The early signs of discontent and demand destruction could be forcing OPEC’s hand, but increasing production carries its own risks.
OPEC and Russia are considering raising oil production in a few weeks’ time, and while much of the focus has (rightly) been on the supply outages in Venezuela and the potential for disruptions in Iran, the prospect of demand destruction also looms large for the cartel and its partners.
Oil forecasters had been predicting a blistering oil demand growth for 2018. But lately, those bullish forecasts are not looking quite as good, precisely because oil prices had climbed to their highest level in more than three years. For instance, in May the International Energy Agency revised down its forecast for demand growth for 2018 from 1.5 million barrels per day (mb/d) to 1.4 mb/d.
But a growing list of other signs should cause OPEC some concern, and might ultimately push the disparate members of the group into agreeing on higher output.
A nationwide truckers’ strike in Brazil paralyzed the country. Truckers were outraged by the soaring cost of fuel. The expense is made worse by the fact that Brazil’s currency, the real, has declined significantly this year, doubling the pain for motorists in the country. The strike led to enormous damage to the agricultural sector, and led to shortages of a wide array of basic goods. The country’s GDP is expected to take a significant hit.
That strike was followed up by an oil workers’ strike, which forced the temporary shutdown of a series of refineries. The workers, as well as the truckers and a wide swathe of the country, are outraged about the cost of fuel, and they demanded an end to the more market-based pricing for gasoline and diesel that was introduced several years ago. The return to a more government-controlled pricing mechanism, while better for consumers, is costly for the government and for state-owned Petrobras.
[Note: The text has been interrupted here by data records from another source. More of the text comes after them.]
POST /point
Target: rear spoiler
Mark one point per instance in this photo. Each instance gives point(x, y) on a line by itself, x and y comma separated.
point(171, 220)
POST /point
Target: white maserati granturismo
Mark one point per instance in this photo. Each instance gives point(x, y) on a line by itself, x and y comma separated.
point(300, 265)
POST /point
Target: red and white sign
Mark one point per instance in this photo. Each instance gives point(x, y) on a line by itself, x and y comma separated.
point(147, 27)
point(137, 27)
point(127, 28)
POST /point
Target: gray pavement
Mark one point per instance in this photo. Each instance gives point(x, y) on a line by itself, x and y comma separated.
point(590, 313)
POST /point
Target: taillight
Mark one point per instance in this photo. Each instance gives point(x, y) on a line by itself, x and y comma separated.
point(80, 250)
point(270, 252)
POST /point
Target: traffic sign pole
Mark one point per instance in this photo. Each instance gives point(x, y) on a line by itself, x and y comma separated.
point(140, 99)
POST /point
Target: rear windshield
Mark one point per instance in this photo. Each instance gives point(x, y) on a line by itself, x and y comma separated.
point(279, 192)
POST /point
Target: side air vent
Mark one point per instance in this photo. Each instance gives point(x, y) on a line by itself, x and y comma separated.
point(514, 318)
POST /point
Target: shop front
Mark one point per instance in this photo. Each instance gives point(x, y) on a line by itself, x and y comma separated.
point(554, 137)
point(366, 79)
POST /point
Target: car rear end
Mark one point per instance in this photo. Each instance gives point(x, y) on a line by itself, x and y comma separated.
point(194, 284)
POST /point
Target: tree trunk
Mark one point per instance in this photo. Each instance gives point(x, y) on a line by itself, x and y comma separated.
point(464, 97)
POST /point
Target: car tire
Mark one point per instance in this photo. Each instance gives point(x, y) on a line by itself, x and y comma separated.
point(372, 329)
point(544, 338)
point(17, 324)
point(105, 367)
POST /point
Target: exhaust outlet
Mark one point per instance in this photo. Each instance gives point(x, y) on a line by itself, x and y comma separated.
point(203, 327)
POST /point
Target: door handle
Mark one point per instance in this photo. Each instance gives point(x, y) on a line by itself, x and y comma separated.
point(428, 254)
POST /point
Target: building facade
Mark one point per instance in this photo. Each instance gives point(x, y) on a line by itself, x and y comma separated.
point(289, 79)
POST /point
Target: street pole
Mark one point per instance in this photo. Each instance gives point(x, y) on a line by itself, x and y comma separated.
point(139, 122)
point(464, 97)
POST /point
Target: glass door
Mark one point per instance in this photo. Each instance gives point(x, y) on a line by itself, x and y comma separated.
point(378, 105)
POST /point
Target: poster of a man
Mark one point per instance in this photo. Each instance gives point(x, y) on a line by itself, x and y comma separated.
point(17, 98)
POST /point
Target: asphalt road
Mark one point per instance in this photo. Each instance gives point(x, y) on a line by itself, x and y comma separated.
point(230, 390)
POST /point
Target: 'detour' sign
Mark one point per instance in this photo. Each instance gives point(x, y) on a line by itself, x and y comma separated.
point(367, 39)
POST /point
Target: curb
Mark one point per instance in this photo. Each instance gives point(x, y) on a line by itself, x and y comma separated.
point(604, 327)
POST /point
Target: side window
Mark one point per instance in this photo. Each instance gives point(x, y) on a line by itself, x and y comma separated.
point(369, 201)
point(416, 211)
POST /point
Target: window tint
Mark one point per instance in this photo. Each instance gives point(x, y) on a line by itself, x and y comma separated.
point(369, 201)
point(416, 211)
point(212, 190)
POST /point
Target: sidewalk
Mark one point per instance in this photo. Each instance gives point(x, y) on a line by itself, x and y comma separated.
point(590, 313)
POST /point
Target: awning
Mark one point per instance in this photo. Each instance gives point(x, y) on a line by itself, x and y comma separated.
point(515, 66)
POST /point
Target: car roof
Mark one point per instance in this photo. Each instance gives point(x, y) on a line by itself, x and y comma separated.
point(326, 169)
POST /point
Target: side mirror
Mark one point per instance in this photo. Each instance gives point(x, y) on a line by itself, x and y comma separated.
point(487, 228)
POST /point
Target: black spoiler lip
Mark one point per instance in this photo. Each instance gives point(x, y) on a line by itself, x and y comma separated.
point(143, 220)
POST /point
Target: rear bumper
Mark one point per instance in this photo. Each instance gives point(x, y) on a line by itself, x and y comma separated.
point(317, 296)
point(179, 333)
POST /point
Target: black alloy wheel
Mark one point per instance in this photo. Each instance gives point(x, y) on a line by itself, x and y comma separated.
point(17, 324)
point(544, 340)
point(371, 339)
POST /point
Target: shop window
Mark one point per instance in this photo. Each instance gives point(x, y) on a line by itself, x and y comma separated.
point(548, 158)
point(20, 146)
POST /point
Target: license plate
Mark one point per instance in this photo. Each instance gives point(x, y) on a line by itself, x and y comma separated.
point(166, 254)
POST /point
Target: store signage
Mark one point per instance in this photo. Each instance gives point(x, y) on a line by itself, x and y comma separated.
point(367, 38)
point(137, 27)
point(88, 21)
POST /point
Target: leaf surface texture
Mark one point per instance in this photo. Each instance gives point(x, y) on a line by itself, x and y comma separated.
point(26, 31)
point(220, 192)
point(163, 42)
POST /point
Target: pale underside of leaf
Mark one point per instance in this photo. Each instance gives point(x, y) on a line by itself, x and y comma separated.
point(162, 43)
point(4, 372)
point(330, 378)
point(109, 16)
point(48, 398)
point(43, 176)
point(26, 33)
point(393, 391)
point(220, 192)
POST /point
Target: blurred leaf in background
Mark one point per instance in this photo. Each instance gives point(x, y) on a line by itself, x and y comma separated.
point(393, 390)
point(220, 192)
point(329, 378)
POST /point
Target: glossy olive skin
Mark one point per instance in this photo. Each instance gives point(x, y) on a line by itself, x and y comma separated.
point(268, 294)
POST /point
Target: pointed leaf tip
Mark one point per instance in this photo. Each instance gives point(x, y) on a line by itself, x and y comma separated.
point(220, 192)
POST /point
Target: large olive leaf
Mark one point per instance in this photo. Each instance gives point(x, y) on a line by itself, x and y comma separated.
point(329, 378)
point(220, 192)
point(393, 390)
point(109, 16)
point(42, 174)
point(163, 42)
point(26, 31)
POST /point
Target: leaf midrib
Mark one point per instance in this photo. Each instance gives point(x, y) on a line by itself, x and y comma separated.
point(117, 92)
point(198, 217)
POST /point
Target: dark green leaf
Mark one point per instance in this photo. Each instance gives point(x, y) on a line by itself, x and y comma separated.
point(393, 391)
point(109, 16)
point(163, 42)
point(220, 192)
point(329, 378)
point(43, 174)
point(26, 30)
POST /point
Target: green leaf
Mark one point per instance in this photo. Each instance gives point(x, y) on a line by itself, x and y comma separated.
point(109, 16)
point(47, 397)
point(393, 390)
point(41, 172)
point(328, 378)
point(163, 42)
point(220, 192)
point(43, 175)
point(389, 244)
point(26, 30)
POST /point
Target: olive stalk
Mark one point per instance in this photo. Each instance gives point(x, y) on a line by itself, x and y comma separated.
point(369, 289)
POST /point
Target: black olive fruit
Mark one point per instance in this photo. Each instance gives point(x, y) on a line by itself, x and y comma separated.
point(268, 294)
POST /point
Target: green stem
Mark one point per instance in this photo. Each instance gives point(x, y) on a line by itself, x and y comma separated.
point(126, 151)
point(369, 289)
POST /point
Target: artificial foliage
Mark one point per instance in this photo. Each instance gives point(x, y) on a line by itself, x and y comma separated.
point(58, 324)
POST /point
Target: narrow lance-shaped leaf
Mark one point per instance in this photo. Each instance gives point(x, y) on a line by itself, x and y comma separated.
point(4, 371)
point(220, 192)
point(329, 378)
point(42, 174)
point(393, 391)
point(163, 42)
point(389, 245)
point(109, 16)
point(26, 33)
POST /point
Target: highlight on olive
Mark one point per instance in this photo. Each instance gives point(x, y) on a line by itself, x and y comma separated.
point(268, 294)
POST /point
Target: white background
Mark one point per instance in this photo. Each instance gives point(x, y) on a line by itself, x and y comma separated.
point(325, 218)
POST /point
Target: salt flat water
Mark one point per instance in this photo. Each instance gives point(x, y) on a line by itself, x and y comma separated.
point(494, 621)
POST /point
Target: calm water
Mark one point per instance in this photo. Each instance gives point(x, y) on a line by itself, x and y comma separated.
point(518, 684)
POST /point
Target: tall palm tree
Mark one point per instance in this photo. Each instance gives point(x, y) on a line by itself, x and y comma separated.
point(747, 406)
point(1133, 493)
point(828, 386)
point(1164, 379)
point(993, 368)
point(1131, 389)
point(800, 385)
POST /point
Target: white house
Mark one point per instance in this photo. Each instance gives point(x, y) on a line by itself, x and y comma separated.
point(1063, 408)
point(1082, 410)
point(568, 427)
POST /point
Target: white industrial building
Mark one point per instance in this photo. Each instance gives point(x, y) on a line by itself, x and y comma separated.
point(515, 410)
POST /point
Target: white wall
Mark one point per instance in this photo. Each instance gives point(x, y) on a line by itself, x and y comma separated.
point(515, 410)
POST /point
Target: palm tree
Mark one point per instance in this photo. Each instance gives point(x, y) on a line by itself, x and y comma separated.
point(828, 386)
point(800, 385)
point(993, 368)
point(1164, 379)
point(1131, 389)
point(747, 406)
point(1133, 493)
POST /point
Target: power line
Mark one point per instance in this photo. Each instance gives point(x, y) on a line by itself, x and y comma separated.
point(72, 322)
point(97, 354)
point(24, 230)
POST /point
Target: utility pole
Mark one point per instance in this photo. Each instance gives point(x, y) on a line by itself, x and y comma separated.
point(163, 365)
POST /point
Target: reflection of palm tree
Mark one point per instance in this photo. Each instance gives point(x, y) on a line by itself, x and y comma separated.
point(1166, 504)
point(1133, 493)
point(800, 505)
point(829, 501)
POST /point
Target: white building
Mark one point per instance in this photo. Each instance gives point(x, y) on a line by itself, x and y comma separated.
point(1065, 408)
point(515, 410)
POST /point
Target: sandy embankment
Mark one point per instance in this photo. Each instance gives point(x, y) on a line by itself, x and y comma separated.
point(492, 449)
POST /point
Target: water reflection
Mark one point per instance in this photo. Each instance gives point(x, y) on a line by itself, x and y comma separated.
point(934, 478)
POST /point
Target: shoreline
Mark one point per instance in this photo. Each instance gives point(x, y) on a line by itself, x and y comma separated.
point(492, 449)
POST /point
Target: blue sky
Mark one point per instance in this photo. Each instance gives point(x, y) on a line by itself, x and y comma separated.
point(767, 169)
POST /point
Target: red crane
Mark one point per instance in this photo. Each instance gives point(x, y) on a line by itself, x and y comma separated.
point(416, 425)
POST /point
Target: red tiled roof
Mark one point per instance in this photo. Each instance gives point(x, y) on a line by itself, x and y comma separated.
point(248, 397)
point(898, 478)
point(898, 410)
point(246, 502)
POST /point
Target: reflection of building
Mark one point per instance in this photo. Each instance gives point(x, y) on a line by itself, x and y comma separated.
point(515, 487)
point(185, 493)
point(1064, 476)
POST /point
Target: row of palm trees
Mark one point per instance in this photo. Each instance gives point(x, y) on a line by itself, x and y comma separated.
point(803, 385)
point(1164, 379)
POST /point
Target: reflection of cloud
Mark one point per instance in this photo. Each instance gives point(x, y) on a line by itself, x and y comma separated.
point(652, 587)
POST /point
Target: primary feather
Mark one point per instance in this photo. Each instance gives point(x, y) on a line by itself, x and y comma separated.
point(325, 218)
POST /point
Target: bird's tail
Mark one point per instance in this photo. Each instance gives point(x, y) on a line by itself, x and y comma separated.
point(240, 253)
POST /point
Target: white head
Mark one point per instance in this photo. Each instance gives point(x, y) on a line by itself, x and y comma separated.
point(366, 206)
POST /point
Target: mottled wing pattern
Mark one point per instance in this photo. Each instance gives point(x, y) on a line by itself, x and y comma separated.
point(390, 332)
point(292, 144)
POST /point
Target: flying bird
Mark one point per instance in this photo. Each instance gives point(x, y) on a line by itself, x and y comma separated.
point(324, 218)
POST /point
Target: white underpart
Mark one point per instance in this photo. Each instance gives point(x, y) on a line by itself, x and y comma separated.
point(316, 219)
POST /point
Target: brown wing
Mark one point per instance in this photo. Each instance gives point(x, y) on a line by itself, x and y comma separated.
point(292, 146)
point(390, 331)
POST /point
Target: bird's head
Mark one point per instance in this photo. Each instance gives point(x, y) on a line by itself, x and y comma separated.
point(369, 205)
The oil company has been digging out of a mountain of debt, and if it has to take on the cost of regulated fuel prices, it might have to pile on more obligations.
Brazil is emblematic of the pain that consumers face when oil prices rise by so much in such a short period of time. There are similar signs of disgruntlement around the world. Bloomberg notes that there are plans or calls for changes to fuel prices in India, Thailand, Vietnam and Indonesia. The reactions vary in degree and approach, but across the world there is unrest at the rising cost of energy.
These developments will not be lost on OPEC and its non-OPEC partners as they gather in Vienna on June 22. Keeping the production cuts in place for the rest of 2018, which has long been the plan, could risk overtightening the oil market, potentially sending prices up towards $100 per barrel. That would lead to much wider economic pain and conflict. Ultimately, high prices would destroy oil demand, a development that would likely backfire on OPEC.
However, the flip side of this is that OPEC also faces risks if it decides to increase oil production.
While the specific fuel-related concerns are becoming increasingly visible on the ground, the macroeconomic environment is showing some signs of trouble. The most recent datafrom the global manufacturing PMI by IHS Markit puts global manufacturing growth at a nine-month low, “largely reflecting a waning of global trade flows to the weakest for over one-and-a-half years.”
At the same time, the Wall Street Journal notes that investor confidence in the Eurozone is at a multi-year low, a reflection of the trade war that has erupted between the U.S. and the EU, as well as the political turmoil in Italy, which has put the common currency back in the spotlight.
In short, the global growth story is starting to look a little shaky.
All of this puts OPEC in a tricky position. If it keeps the production cuts in place, oil prices could go too high. Historically, high oil prices help contribute to economic slowdowns, so OPEC runs the risk of sowing the seeds of an economic downturn, which would inevitably drag oil prices back down.
But, OPEC also faces risks by increasing output as well. The danger is that the global economy softens anyway, and OPEC ramps up production at the same time when the economic cycle moves into a slow phase. While higher oil supplies would lower prices and thus blunt the negative fallout of a cyclical downturn, OPEC would also be pumping oil just as the market needs less of it. The result could be a decline in prices far beyond what the cartel wants.
As a result, there are no clear or easy answers for OPEC and Russia when they meet in two weeks.